O crime político tem como referência, portanto, a defesa dos valores democráticos, a defesa do Estado de Direito. Sua nota característica essencial é a luta contra o poder ilegítimo, contra o poder ilegal. No Brasil, todos que lutaram contra a ditadura militar (de 1964-1985), na defesa dos valores democráticos, cometeram crime político (que é prescritível, anistiável e não extraditável). Mesmo que tais atos tenham atingido particulares, porque se trata de uma luta contra um governo ilegítimo.

Crime político contra a humanidade é o crime cometido contra a população civil (indiscriminadamente) ou contra agentes do Estado, por motivação política, mas que contesta um Estado legítimo (democraticamente eleito), um governo (formalmente) legal. Esse é o caso de Cesare Battisti e seu grupo, que contestavam (na década de 70, do século XX) um governo eleito, um governo legítimo (do ponto de vista formal). Nessa mesma situação, hoje, são os grupos armados que lutam contra o governo da Colômbia (Farc, etc.). Os crimes políticos contra a humanidade devem receber o mesmo tratamento jurídico dos crimes contra a humanidade: são imprescritíveis, não anistiáveis e admitem a extradição.

Distinção importante e extradição

Crimes contra a humanidade e crimes políticos puros: não são crimes políticos puros os graves atentados à moral e ao senso comum dos povos civilizados (assim entendidos os atentados do nazismo, os atentados das ditaduras, bem como os atentados contra governos formalmente legítimos, eleitos pelo povo).

Extradição: nossa CF proíbe a extradição de estrangeiros no caso dos crimes políticos. Mas atente bem: a CF está se referindo aos crimes políticos puros, porque neles existe uma finalidade altruísta, que é respeitar as pessoas que se opõem aos governos autoritários ou totalitários. Mas esse benefício (o da não extradição), característico dos crimes políticos puros, não pode ser estendido aos crimes contra a humanidade ou aos crimes políticos contra a humanidade, que provêm de políticas estatais ou de atos praticados contra Estado legítimo.

Conclusão: os delitos imputados a Cesare Battisti são delitos políticos contra a humanidade (porque ele e seu grupo lutavam contra um Estado formalmente legítimo). Assim, juridicamente não havia nenhum impedimento para decretar (aliás, tudo aconselhava) sua extradição.

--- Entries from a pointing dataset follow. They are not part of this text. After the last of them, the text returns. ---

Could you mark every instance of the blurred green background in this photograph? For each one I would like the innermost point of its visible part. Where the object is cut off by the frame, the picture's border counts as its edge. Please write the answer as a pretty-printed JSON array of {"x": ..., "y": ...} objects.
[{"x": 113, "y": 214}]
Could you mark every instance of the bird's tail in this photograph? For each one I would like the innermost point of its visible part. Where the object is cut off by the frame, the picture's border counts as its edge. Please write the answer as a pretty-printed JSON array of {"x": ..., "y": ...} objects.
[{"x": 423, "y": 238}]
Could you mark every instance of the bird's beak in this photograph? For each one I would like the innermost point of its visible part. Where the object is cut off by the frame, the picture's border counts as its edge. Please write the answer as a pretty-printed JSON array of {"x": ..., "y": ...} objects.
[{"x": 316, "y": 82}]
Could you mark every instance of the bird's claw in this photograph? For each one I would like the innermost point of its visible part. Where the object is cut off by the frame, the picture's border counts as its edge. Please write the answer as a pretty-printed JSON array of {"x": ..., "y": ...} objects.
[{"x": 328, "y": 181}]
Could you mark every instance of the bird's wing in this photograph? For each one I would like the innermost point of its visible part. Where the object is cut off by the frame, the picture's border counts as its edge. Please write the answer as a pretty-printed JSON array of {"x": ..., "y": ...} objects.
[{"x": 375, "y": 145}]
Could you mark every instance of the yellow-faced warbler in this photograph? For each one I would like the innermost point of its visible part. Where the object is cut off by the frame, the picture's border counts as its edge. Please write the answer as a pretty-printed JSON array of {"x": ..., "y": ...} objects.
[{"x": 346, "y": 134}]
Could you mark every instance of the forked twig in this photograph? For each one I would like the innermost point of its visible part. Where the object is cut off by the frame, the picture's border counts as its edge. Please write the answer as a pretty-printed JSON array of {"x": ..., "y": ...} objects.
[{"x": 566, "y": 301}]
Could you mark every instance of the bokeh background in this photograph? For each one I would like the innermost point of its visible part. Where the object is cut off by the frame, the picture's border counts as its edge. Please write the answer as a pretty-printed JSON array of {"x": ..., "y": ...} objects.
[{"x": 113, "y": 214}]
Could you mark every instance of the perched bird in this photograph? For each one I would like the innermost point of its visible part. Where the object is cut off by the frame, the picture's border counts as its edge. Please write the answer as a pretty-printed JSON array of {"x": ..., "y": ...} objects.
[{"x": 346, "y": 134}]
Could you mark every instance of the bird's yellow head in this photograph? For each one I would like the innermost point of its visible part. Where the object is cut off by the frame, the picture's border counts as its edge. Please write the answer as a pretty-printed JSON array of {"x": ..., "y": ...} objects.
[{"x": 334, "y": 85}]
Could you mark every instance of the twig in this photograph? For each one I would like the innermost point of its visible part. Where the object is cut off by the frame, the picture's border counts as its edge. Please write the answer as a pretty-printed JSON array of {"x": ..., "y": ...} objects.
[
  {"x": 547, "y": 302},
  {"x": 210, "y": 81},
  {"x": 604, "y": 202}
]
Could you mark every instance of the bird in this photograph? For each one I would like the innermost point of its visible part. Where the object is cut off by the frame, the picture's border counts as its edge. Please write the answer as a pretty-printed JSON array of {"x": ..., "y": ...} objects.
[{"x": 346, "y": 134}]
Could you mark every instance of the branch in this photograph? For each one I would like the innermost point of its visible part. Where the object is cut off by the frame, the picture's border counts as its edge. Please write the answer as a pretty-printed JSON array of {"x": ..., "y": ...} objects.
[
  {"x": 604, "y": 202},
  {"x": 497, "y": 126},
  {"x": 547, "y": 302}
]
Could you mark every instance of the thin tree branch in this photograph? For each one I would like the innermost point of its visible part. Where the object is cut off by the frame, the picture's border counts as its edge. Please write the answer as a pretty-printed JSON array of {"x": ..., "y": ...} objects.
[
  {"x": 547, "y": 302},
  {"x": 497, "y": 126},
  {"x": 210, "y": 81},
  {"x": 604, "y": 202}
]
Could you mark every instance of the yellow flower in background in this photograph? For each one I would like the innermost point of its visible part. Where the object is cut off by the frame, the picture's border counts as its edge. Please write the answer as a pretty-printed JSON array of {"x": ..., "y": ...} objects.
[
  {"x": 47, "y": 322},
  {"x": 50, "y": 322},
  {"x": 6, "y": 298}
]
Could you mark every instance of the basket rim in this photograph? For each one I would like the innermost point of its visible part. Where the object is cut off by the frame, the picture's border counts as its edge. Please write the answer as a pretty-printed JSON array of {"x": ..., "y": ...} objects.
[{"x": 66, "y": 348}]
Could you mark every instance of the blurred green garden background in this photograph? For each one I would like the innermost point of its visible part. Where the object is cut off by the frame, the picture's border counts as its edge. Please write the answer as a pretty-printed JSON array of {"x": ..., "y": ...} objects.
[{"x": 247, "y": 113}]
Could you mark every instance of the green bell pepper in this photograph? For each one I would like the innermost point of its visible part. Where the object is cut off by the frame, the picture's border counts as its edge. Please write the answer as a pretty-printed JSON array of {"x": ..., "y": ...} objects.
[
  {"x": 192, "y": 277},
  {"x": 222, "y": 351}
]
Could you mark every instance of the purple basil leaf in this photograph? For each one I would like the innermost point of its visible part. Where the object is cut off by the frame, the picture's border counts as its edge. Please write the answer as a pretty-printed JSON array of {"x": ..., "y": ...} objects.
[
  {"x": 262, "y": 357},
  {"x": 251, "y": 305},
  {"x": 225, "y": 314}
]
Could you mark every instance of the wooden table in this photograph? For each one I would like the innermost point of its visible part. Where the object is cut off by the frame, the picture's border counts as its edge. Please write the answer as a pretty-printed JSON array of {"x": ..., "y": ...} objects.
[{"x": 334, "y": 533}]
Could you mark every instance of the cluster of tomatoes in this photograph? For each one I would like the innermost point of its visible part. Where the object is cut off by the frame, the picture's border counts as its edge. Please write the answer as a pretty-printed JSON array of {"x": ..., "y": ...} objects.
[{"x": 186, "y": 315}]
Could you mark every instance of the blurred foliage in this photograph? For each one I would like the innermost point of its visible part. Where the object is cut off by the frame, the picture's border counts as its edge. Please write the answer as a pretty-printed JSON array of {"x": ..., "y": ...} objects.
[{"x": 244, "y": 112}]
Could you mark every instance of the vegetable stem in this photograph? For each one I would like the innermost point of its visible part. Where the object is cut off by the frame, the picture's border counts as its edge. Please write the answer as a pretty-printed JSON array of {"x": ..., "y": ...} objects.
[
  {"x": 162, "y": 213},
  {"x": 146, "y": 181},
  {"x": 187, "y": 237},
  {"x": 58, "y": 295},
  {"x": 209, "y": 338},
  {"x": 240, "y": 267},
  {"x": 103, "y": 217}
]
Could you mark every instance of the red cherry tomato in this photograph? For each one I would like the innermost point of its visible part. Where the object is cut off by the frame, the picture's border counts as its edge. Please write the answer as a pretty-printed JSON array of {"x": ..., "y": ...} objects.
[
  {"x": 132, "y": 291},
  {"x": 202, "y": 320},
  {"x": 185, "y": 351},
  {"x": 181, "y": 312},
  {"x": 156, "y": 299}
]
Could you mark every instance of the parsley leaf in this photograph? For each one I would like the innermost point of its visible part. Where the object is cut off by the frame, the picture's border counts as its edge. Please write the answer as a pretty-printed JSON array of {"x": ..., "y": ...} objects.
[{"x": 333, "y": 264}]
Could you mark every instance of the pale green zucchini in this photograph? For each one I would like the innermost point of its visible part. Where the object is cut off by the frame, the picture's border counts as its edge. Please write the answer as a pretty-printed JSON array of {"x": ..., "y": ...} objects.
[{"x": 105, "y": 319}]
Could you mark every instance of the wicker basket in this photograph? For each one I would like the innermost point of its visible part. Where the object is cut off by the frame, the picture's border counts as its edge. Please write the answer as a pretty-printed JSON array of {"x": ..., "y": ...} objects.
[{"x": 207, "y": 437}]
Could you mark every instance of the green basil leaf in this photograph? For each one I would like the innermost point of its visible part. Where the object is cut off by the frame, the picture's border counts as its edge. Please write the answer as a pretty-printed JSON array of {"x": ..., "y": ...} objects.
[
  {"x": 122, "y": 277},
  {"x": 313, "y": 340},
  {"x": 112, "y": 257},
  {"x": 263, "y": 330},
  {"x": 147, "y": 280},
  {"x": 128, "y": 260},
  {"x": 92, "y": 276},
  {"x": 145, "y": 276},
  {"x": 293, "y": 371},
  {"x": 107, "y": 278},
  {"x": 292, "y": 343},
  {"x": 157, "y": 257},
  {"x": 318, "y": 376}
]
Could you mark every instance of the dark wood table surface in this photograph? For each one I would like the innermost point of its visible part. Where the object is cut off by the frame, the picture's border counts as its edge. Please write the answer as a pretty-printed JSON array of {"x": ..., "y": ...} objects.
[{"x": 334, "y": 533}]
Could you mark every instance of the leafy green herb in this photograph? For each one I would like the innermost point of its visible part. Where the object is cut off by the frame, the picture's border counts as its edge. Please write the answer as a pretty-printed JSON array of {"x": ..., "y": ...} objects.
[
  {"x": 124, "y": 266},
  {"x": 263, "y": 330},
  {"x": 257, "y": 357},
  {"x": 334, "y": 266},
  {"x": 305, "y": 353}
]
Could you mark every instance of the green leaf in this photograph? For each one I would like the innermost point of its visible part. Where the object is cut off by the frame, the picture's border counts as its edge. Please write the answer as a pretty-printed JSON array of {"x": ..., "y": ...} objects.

Ditadura militar brasileira "versus" movimento armado comunista

Os crimes da ditadura militar brasileira são crimes contra a humanidade (assim decidiu a CIDH, caso Araguaia). São imprescritíveis, não anistiáveis e extraditáveis. Os crimes cometidos pelos opositores da ditadura são crimes políticos puros (prescritíveis, anistiáveis e não extraditáveis). Já os crimes cometidos por Cesare Battisti ou seu grupo (Movimento Armado Comunista italiano) são crimes políticos contra a humanidade (portanto, imprescritíveis, não anistiáveis e extraditáveis).

Não se pode confundir o que fizeram os opositores da ditadura brasileira com o que fizeram os opositores italianos (cf., nesse sentido, Renato Janine Ribeiro, O Estado de S. Paulo de 09/01/11, p. J3). Aqui no Brasil havia uma ditadura. O governo era ilegítimo, ou seja, não foi eleito pelo povo. O Estado foi tomado por alguns ditadores, que impuseram nova ordem. Muitos lutaram contra essa ditadura (Dilma, Serra, Genoíno, vários jornais, pluralidade de juristas etc.).

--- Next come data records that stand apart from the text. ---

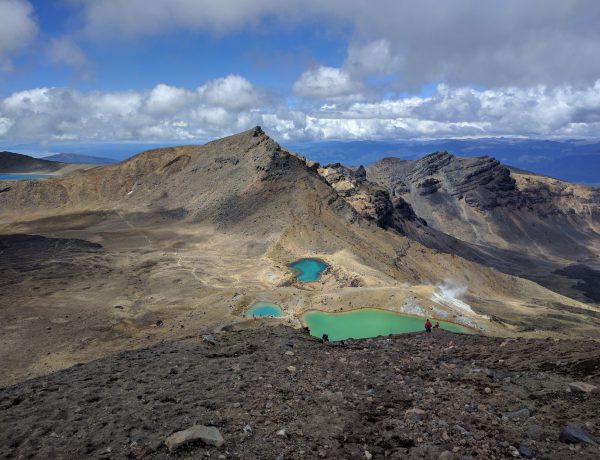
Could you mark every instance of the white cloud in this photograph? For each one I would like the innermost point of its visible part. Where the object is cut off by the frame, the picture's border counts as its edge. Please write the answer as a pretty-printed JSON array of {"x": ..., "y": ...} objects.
[
  {"x": 232, "y": 104},
  {"x": 17, "y": 29},
  {"x": 326, "y": 83},
  {"x": 218, "y": 107},
  {"x": 373, "y": 58},
  {"x": 232, "y": 92}
]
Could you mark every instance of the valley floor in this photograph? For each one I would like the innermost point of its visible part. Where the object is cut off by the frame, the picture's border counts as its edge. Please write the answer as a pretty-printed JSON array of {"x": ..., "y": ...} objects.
[{"x": 409, "y": 396}]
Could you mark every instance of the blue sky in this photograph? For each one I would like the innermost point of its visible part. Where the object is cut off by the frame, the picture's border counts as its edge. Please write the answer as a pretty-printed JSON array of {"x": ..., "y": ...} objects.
[{"x": 76, "y": 72}]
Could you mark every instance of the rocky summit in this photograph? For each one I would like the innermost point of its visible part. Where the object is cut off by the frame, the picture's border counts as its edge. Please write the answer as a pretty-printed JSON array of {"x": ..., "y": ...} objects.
[
  {"x": 125, "y": 291},
  {"x": 439, "y": 395}
]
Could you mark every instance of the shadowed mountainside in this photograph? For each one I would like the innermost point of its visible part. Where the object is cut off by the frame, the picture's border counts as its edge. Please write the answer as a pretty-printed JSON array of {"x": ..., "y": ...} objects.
[
  {"x": 16, "y": 163},
  {"x": 519, "y": 223},
  {"x": 275, "y": 392}
]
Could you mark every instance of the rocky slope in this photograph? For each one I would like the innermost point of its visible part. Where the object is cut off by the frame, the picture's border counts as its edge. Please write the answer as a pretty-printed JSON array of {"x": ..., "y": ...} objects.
[
  {"x": 275, "y": 392},
  {"x": 520, "y": 223},
  {"x": 173, "y": 239},
  {"x": 16, "y": 163}
]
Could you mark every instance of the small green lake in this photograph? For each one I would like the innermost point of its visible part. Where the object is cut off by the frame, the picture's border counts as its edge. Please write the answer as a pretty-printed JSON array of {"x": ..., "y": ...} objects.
[
  {"x": 263, "y": 309},
  {"x": 367, "y": 322},
  {"x": 308, "y": 269},
  {"x": 22, "y": 176}
]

Inclusive oposicionistas pacíficos foram assassinados (Rubens Paiva, por exemplo). Tratava-se de um governo espúrio, opressivo e ditatorial. Era um governo ilegítimo. Na Itália dava-se o contrário: o governo era legítimo, eleito, formalmente legal. Logo, ilegal e ilegítimo foi o terror das organizações armadas contra o governo. Não se pode comparar Dilma, Serra, Genoíno etc. com Battisti. Os primeiros lutaram contra um governo ilegal. O último lutou contra um governo formalmente legítimo. E quem pega em arma para lutar contra um governo eleito pelo povo (democrático), deve assumir todos os ônus desse empreendimento. Porque, por pior que seja um governo democrático, é muito melhor que uma ditadura (Renato Janine).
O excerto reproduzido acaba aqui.